This morning, CNBC began reporting that Peloton has hired the McKinsey consulting group to “review its cost structure and potentially eliminate some jobs”
Update – Business Insider has provided some additional details as well, which we cover later on.
According to CNBC report, Peloton has been discussing the potential job cuts on recent calls with their management team. Additionally, the Peloton is examining around 15 of their 123 showrooms for potential closure.
From CNBC’s report:
The potential job cuts were discussed in a recent call with members of Peloton’s management team, according to a recording obtained by CNBC. The apparel division, which has seen particularly weak sales, is one area that could be targeted. The company doesn’t disclose revenue from its apparel business.
Peloton is also considering asking employees at its brick-and-mortar retail stores to take customer service calls during less busy times, according to the call. At one point, a Peloton executive on the call said that 15 stores are “on the cut line.” Peloton operated 123 showrooms as of June 30, in the U.S., Canada, the U.K. and Germany.
Neither Peloton nor McKinsey replied to CNBCs request for comments on their report.
Since publishing, it appears Business Insider also acquired the same recording CNBC did – and are sharing some more details in a new report (which is behind a paywall).

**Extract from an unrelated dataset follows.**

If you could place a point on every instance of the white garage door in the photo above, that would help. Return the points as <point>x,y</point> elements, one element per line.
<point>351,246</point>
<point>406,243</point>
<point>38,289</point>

The recording indicates Peloton has created a “Project Fuel” as the internal team looking into how to make the cuts. On the call, Business Insider reports the team discussed “plans to lay off 41% of the sales and marketing teams, with more minor cuts coming to the e-commerce and retail teams”. Some of the cuts might be made through cutting people who had low performance reviews recently, while others might be through removing redundancies. Another topic discussed was whether the team should make less custom merchandise, and go back to more co-branded partnerships with other companies.
All of this news comes just days after Peloton also announced they would be increasing the total effective cost of their Bike & Tread. In some countries, this will be done by beginning to charge for delivery & setup again after years of having it included in the price. In other markets, the total retail price is being raised.
We previously reported that Peloton had changed the pay & bonus structure of their showroom employees in an effort to cut costs. For some employees these changes had resulted in pay cuts of around 30-60%.
This cut came following Peloton’s Q1 2022 earnings call, where the company announced they were revising their forecasts for the year due to lower than expected demand – a move that sent the stock price down 30% overnight.
During that call, Peloton was already discussing the potential for optimizations & efficiencies – it would appear that bringing on a consulting group is the next phase of this process:
In response to our revised sales and margin outlook for fiscal 2022, we have identified material savings across our operating expenses. So, some of these actions may take a quarter or two to show improvement. Some of these identified areas of savings include making significant adjustments to our hiring plans across the company, optimizing marketing spend and limiting showroom development, identifying areas of efficiency, improvement in member support and streamlining our product development teams, while maintaining a focus on new products and expanding software features.